For 2019, I’m on track for a >40% savings rate. It’s helped that Mr. Taco and I now share a few expenses, but it’s honestly starting to get harder and harder to find ways to cut back. But that’s not going to stop be from trying to come up with more creative ways to trim expenses while still enjoying my life now.
I decreased my expenses
To adapt to my new savings rate each year, I had to reduce my expenses as I wasn’t interested in increasing my income. The key to reducing my expenses was learning how to spend money intentionally. When I spent money only on the things that I truly needed and would fully appreciate, my expenses naturally went down.
Here are a few things that I did:
- Started travel hacking using credit cards so that I could still travel to fun places
- Refrained from buying a new phone when my 2-year contract was up
- Planned for and bought a new to me car without taking out a loan by using a sinking fund
- Cooked at home more
- Reduced my daily work commute by 64 miles
- Stopped buying clothes just because—now I buy a few nice things each year to refresh the wardrobe and then wear the shit out of them
- Enacted the one TV streaming subscription at a time rule–I don’t need Netflix, Showtime and HBO all at the same time–so when a new show is released on Showtime, I suspend my Netflix account until I’m done with the series
- Started cleaning the yoga studio once a week after class for free unlimited yoga
- Borrowed books from the library instead of buying them
All of these things added up quickly and I was able to cut my annual expenses by over $18,000 from 2015 to 2018. As a result, I have been able to reduce my timeline to financial independence by about 16 years from when I started this journey in 2016.
And the best thing about it: I’ve been able to do while still enjoying my life.
Struggles along the way
I suck at being patient!
Unless you come into a shit ton of money suddenly, it’s going to take time to build up that nest egg enough to provide you with enough passive income to support your living expenses.
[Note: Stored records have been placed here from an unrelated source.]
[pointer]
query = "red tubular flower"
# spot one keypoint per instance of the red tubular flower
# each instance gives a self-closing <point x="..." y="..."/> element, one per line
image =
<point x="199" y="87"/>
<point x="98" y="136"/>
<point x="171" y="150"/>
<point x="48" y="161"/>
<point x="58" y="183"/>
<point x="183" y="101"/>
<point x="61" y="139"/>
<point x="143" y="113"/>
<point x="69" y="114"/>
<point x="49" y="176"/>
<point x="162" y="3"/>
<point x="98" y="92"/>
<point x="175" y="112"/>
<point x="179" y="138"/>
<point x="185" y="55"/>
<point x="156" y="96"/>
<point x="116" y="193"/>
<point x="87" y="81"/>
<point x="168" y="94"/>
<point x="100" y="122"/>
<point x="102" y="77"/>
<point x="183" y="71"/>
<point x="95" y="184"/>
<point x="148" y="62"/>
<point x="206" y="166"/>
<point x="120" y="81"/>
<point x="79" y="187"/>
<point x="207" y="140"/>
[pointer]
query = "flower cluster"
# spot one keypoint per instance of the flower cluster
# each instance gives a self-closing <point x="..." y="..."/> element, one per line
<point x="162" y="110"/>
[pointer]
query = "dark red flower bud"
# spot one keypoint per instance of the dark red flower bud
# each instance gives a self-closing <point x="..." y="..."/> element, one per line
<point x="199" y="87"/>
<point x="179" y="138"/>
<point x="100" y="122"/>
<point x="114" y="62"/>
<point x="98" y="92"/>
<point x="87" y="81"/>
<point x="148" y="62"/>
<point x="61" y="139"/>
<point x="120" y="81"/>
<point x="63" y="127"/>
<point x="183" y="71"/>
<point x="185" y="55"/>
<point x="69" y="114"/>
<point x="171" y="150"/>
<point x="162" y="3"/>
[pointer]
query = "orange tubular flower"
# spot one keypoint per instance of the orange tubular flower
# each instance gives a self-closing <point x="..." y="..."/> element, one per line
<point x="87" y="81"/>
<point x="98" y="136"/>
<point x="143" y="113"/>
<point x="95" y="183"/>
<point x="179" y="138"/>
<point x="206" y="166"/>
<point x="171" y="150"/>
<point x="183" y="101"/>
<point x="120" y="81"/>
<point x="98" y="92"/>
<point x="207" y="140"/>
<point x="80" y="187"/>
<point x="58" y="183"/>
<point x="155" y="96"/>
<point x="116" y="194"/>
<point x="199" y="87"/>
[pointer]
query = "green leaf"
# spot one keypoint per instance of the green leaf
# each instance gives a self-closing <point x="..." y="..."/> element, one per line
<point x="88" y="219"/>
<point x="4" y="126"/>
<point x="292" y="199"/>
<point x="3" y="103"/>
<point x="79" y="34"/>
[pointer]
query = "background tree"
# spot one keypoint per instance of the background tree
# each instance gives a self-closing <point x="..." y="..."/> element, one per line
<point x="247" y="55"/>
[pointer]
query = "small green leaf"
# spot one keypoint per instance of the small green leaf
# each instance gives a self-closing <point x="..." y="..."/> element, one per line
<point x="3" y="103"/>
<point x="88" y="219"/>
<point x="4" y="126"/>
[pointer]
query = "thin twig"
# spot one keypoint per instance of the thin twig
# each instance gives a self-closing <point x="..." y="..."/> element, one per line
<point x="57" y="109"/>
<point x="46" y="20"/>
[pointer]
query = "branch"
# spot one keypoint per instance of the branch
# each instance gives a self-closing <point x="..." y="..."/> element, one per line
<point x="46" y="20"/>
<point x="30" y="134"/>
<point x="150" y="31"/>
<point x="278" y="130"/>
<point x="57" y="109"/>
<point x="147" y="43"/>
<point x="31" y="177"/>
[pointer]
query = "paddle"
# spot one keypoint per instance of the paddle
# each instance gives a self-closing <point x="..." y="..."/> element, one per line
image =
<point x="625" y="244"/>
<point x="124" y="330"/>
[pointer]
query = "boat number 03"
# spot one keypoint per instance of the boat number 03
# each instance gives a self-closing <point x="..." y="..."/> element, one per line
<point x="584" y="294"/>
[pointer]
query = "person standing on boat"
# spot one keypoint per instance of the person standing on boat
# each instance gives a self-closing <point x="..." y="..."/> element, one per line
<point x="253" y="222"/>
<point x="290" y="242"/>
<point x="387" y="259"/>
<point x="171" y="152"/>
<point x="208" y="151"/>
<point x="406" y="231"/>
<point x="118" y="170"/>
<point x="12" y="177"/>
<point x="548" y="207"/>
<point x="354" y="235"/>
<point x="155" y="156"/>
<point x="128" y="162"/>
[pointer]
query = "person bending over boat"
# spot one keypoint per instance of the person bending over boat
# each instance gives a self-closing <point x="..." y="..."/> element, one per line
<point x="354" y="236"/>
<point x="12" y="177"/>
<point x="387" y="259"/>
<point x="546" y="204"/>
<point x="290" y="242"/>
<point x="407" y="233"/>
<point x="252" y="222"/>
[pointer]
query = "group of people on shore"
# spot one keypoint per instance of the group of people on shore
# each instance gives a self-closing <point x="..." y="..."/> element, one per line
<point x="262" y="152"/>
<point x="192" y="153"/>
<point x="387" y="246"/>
Argh!
But I want that flexibility now!!!
One of the hardest things for me has been to make sure that I’m enjoying the journey. I want so badly to be at that finish line that I tend to forget about the amazing things I can do with my life at this very moment.
It’s hard not to feel like I could be saving even more
I never wanted to live an ultra-frugal life, so it was important to me to find a balance between saving for financial independence and living my life now.
And even though I feel like I found this balance, at times I still feel like I should be saving more.
Every day I see examples of people becoming financially independent at much younger ages than I will, and it’s hard not to compare myself to them. Why can they do it and I can’t?
It’s in these moments that I need to remind myself of how working towards financial independence is not just about the finale. It’s about creating a financially secure life along the way and a life full of things that you truly value.
I got this and YOU COULD too
If you haven’t played around with some online calculators to see how increasing your savings could affect your financial future, then I challenge you to take a moment to do so. The moment I saw the numbers is when I realized it wasn’t such an impossible task.
Financial independence is a win win situation for me as long as I continue to balance living now with saving for my future. The last thing I want to do is live a miserable life right now to be financially independent quicker.
My journey to financial independence has turned out to be my way to align my money with my priorities. The concept may not be possible or of interest for everyone, but the idea of reducing your expenses and saving more is never a bad idea when it comes to personal finance. Even the smallest changes can affect your financial future and stability.
Go on, run some numbers, and get after it.